Abstract

Fabrics of ultramylonite, pseudotachylyte and cataclasite were studied via microstructural and Electron Backscatter Diffraction (EBSD) analyses in order to investigate their deformation mechanisms within the East Pernambuco shear zone (EPSZ). Pseudotachylyte veins occur at the margins of ultramylonite bands that crosscut the foliation of the Bezerros granodiorite. Cataclasite reworks the host granodiorite and the ultramylonite. The microstructure of all rock types shows brittle-ductile fabrics observed as fractured feldspar porphyroclasts in the ultramylonite, cataclastic damage zones in pseudotachylyte and broken ultramylonite fragments in the cataclasite. Quartz crystallographic fabrics in the ultramylonite and in the central portion of the pseudotachylyte vein are similar and suggest recrystallization via dislocation creep.

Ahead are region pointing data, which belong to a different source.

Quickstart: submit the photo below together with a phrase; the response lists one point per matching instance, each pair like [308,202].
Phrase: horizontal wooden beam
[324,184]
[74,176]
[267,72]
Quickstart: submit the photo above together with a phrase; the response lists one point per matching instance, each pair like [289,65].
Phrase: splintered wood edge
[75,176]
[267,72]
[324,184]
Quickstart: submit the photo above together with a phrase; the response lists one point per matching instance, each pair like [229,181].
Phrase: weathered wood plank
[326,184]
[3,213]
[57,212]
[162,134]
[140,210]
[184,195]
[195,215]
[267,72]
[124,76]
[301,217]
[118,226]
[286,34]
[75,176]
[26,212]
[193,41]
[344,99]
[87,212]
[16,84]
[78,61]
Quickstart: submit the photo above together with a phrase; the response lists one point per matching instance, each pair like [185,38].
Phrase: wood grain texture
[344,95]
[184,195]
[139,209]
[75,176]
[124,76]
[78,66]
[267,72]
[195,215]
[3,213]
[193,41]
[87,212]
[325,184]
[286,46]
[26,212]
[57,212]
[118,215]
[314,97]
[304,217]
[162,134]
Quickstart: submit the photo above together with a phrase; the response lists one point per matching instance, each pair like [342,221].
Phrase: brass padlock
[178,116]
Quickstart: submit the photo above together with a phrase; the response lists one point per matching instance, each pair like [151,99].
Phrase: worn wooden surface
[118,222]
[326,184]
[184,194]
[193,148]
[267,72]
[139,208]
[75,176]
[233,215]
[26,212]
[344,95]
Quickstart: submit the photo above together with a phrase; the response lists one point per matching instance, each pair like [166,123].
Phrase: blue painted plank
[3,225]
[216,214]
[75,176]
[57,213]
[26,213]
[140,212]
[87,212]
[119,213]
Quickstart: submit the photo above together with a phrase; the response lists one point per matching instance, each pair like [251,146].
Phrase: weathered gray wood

Crystallographic fabrics of feldspars are mostly random in all rock types, and amphibole shows the activation of the (100)[001] slip system in the ultramylonite and the less common (010)[001] slip system in the pseudotachylyte. Crystallographic fabrics in the cataclasite are mostly random. These observations suggest that pseudotachylyte was developed through seismic ruptures nucleated along discrete planes at the boundaries between the host granodiorite and the ultramylonite. Such stress accumulations may be linked to reactivation of Precambrian structures along the EPSZ that are associated with present-day seismicity recorded in northeast Brazil.